Vision Togo 2040 : Le gouvernement mise sur le secteur privé pour accélérer les investissements

Le gouvernement togolais a réuni, le jeudi 30 juillet 2026, les acteurs du secteur privé lors d’un atelier national de réflexion consacré à la Vision Togo 2040 et à la Feuille de route gouvernementale 2026-2031. Cette rencontre, présidée au nom du Président du Conseil par Sandra Ablamba Johnson, visait à renforcer le dialogue entre l’État et les entreprises afin d’accélérer les investissements, la création d’emplois et la transformation de l’économie.

Les échanges ont porté sur les grandes ambitions de la Vision 2040, notamment le doublement du produit intérieur brut (PIB) par habitant et la réduction du taux de pauvreté à moins de 15 %. Pour atteindre ces objectifs, le gouvernement entend donner une place plus importante au secteur privé, poursuivre les réformes pour améliorer le climat des affaires et attirer davantage d’investissements.
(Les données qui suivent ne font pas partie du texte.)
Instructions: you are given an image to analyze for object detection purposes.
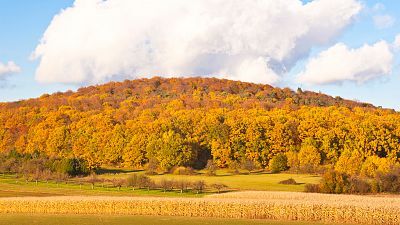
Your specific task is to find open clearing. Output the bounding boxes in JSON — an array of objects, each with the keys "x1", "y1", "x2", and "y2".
[{"x1": 0, "y1": 170, "x2": 320, "y2": 197}]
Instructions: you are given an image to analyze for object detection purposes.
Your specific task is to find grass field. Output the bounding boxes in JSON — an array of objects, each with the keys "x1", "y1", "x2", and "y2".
[
  {"x1": 0, "y1": 170, "x2": 320, "y2": 197},
  {"x1": 0, "y1": 191, "x2": 400, "y2": 225},
  {"x1": 0, "y1": 214, "x2": 332, "y2": 225},
  {"x1": 99, "y1": 170, "x2": 320, "y2": 192}
]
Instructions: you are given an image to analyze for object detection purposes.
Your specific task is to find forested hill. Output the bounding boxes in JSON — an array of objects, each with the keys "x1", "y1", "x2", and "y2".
[
  {"x1": 1, "y1": 77, "x2": 373, "y2": 111},
  {"x1": 0, "y1": 78, "x2": 400, "y2": 176}
]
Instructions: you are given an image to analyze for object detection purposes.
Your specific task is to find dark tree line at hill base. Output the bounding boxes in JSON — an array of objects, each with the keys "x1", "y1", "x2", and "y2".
[{"x1": 0, "y1": 78, "x2": 400, "y2": 186}]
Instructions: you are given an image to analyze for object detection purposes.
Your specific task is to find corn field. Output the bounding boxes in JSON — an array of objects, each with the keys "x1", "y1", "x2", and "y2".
[{"x1": 0, "y1": 192, "x2": 400, "y2": 225}]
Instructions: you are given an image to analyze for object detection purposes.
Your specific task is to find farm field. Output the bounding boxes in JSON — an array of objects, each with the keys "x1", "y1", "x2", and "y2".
[
  {"x1": 0, "y1": 214, "x2": 332, "y2": 225},
  {"x1": 0, "y1": 191, "x2": 400, "y2": 225},
  {"x1": 0, "y1": 170, "x2": 320, "y2": 197}
]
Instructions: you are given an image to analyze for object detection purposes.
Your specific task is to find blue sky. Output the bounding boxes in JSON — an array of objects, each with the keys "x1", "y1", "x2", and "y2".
[{"x1": 0, "y1": 0, "x2": 400, "y2": 110}]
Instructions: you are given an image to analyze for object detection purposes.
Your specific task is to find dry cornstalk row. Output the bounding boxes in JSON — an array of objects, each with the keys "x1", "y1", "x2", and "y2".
[{"x1": 0, "y1": 192, "x2": 400, "y2": 225}]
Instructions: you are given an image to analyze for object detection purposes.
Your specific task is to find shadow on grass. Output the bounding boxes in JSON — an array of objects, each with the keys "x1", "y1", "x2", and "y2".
[{"x1": 96, "y1": 168, "x2": 142, "y2": 175}]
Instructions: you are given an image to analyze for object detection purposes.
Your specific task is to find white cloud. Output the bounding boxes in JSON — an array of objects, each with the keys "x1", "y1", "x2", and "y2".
[
  {"x1": 32, "y1": 0, "x2": 361, "y2": 83},
  {"x1": 393, "y1": 34, "x2": 400, "y2": 50},
  {"x1": 373, "y1": 15, "x2": 396, "y2": 29},
  {"x1": 0, "y1": 61, "x2": 21, "y2": 79},
  {"x1": 298, "y1": 41, "x2": 393, "y2": 84},
  {"x1": 372, "y1": 2, "x2": 386, "y2": 12}
]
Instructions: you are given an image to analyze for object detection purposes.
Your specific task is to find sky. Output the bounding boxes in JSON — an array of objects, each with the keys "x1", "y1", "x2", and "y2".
[{"x1": 0, "y1": 0, "x2": 400, "y2": 110}]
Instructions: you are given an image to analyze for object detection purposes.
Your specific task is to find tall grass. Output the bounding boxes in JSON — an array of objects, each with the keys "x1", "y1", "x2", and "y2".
[{"x1": 0, "y1": 192, "x2": 400, "y2": 225}]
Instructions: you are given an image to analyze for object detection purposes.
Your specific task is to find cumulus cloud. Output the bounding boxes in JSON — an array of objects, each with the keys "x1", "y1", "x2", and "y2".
[
  {"x1": 298, "y1": 41, "x2": 393, "y2": 84},
  {"x1": 393, "y1": 34, "x2": 400, "y2": 50},
  {"x1": 373, "y1": 15, "x2": 396, "y2": 29},
  {"x1": 0, "y1": 61, "x2": 21, "y2": 79},
  {"x1": 32, "y1": 0, "x2": 362, "y2": 83}
]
Au cours de son allocution, la ministre, Secrétaire général de la Présidence du Conseil, Dr Sandra Ablamba Johnson, a souligné que la réussite de la Vision Togo 2040 repose sur une plus grande mobilisation des investissements privés et la poursuite des réformes destinées à améliorer le climat des affaires. Elle a rappelé que le Président du Conseil a fait du secteur privé un partenaire privilégié du développement en mettant en place des cadres permanents de dialogue avec les opérateurs économiques. La ministre a également salué le leadership du Président du Conseil dans la conduite des réformes économiques et appelé l’ensemble des partenaires à unir leurs efforts pour assurer la réussite de la Vision 2040.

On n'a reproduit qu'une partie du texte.